California tells a similar story. Despite being an early adopter with an established medical marijuana infrastructure, the state has seen black markets thrive whilst legal operators face bankruptcy. Tax revenues have disappointed whilst costs associated with increased addiction treatment, mental health services, and impaired driving enforcement have mounted.
The Youth Factor
Particularly concerning for legalisation advocates is shifting sentiment amongst younger voters. The cannabis industry has targeted this demographic heavily, viewing them as natural supporters of permissive drug policies. However, young people are increasingly questioning narratives they were told about marijuana’s harmlessness.

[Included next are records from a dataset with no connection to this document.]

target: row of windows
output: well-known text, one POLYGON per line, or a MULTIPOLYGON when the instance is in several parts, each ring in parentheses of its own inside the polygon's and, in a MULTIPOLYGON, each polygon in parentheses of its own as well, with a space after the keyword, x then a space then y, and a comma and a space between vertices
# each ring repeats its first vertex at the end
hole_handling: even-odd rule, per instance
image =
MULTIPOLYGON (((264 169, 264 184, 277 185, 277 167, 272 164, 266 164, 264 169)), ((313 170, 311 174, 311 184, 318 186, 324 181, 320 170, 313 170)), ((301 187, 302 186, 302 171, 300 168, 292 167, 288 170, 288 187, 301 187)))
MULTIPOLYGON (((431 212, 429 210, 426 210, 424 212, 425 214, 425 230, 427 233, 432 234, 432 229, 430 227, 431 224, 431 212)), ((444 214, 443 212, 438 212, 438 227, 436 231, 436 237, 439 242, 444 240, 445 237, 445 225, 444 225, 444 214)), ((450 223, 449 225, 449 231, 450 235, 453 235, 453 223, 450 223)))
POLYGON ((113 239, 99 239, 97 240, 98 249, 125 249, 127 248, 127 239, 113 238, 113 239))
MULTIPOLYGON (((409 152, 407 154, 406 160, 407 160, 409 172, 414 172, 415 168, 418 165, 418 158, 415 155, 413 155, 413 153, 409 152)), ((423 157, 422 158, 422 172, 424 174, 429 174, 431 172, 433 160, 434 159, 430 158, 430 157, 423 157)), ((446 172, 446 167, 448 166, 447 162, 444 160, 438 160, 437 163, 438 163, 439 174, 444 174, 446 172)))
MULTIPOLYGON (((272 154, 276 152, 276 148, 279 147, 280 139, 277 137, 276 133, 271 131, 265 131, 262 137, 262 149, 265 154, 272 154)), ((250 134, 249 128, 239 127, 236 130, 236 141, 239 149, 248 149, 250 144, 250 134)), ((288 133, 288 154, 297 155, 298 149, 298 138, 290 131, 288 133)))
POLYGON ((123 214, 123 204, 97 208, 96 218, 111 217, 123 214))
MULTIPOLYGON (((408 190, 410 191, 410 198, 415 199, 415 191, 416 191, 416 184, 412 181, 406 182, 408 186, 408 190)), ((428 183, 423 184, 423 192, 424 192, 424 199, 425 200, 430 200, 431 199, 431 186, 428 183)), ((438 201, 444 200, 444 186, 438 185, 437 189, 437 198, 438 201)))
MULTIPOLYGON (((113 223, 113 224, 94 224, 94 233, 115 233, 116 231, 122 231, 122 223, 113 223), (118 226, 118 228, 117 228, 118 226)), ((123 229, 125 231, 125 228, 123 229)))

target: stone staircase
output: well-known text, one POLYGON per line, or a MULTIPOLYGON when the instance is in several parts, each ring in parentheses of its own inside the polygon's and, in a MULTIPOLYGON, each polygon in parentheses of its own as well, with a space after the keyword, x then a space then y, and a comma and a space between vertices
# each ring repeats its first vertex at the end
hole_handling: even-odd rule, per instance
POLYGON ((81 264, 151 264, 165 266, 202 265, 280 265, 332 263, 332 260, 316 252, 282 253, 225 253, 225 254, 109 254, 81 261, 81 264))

Young men in particular, a group Democrats attempted to court with pro-cannabis messaging, moved rightward politically in recent elections. This shift suggests that marijuana legalisation support is declining amongst a demographic the industry viewed as reliably sympathetic.
Looking Forward
The trajectory of marijuana legalisation support suggests America may be reaching a turning point on cannabis policy. Rather than inexorable movement towards universal legalisation, public opinion appears to be reversing as reality contradicts industry promises.
States that have legalised recreational cannabis face mounting pressure to revisit these decisions. Citizen-led repeal efforts are gaining momentum in multiple jurisdictions, reflecting grassroots dissatisfaction with legal marijuana’s outcomes.
At the federal level, proposals to reschedule cannabis or remove restrictions face a significantly less receptive public than advocates anticipated. The nearly 9% decline in overall marijuana legalisation support, combined with the 27% collapse amongst Republicans, fundamentally alters the political landscape.
The Settled Question Unsettles
For years, cannabis industry advocates have insisted that marijuana legalisation represents a “settled question” in American politics. The latest polling data thoroughly undermines this narrative. Far from settled, public opinion on cannabis legalisation is in flux, with momentum shifting decisively away from permissive policies.
The decline in marijuana legalisation support reflects something deeper than polling fluctuations. It represents Americans grappling with the lived reality of legal cannabis and finding that reality falls short of promises. As more data emerges on cannabis harms and more communities struggle with legalisation’s consequences, public sentiment continues evolving.
The battle over marijuana policy is not ending, it’s intensifying. And contrary to industry claims, the wind now blows against further legalisation.